Why are so many billionaires so eager to give money to institutions that clearly don’t need it?
Take billionaire hedge fund investor John Paulson. He’s famous mostly for his shrewdly structured bets against the US housing market, which paid off big when the US economy crashed hard in 2008 and 2009. Today he’s famous at Harvard University—he attended Harvard Business School—for having just written a $400 million check for an endowment at the Ivy League institution’s School of Engineering and Applied Science. That’s four times the amount he pledged to the Central Park Conservancy in 2012, and the largest gift Harvard has ever announced in the school’s nearly 400-year history. (Its previous record was the $350 million donation last year from the family of billionaire Hong Kong property investor Gerald Chan.)

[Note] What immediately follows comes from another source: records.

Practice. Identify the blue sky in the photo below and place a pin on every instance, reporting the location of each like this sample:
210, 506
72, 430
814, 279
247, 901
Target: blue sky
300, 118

The rise of mega-donations goes beyond Harvard Yard, even if it is the Crimson fundraising squad that’s the best in the business. Donors gave roughly $37.5 billion to US colleges and universities in 2014. Harvard alone brought in $1.16 billion.
For what it’s worth, Harvard doesn’t really need the money. Its endowment stood at more than $36 billion as of June 2014, making it the largest such endowment in the country. And yet Harvard and other members of the university fundraising super-elite keep attracting a bigger and bigger share of the largesse earmarked for higher education. In 2000, the 10 universities most successful at fundraising captured roughly 14.5% of all voluntary donations made to US institutions of higher education. Today their share is up to 17.5%.

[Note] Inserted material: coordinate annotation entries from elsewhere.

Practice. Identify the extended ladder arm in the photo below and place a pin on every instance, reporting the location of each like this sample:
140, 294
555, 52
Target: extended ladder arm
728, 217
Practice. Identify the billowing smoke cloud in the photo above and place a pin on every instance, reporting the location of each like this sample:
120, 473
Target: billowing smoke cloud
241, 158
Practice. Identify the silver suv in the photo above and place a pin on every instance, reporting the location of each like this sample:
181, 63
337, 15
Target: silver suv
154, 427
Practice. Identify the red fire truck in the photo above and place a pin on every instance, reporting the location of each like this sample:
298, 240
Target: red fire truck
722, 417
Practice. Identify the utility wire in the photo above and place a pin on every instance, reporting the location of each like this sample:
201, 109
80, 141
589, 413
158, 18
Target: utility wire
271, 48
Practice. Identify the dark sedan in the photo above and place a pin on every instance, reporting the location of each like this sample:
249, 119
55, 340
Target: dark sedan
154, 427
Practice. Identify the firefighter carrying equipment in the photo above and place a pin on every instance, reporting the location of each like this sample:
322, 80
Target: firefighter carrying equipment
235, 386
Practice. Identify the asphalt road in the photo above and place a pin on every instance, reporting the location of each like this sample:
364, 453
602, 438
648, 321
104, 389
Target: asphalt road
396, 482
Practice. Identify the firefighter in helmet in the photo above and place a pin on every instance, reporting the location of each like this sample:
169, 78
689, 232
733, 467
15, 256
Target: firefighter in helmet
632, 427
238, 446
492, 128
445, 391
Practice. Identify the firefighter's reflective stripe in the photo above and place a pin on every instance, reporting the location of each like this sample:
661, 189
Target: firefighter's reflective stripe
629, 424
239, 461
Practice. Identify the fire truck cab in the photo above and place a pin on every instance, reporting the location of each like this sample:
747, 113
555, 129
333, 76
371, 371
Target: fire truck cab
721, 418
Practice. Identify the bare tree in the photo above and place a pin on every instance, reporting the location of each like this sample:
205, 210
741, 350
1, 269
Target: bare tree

There are all sorts of reasons why people make donations. It can make them happy, for one thing, generating the “warm glow” linked to helping a good cause, as described by economist James Andreoni in the late 1980s. High-profile donations can be a great way to signal status. Oh, and in the US there are giant tax benefits tied to such donations, at both the federal and state level.
But as monster endowments continue to grow, policymakers need to reconsider whether this makes any sense.
Some tax exemptions for charitable giving are probably a good thing. But unlike private foundations, under US law doesn’t require public charities—a group that includes churches as well as colleges and universities—to meet a minimum payout ratio in order to qualify for tax exemptions. The argument has been made, including by Harvard Law School’s own Daniel Halperin, that this tax treatment could actually play a role in incentivizing the accumulation of large endowments. The thing is, this is not a desirable outcome.
The reason the government gives tax exemptions is that it wants the money raised to be spent on a public good, not stockpiled in a massive piggy bank where the money mainly is steered into investments specifically intended to help the fundraising institution earn even more money. If the money isn’t being spent any time soon, why should taxpayers continue to subsidize these donations?
Finding a solution to this problem would be tricky. Requiring a minimum level of payouts, for example, would be too blunt an instrument, limiting the flexibility endowments need to manage in bad years for investment returns. But it finally might be time to at least consider a tax on “excess endowments,” as some experts have suggested.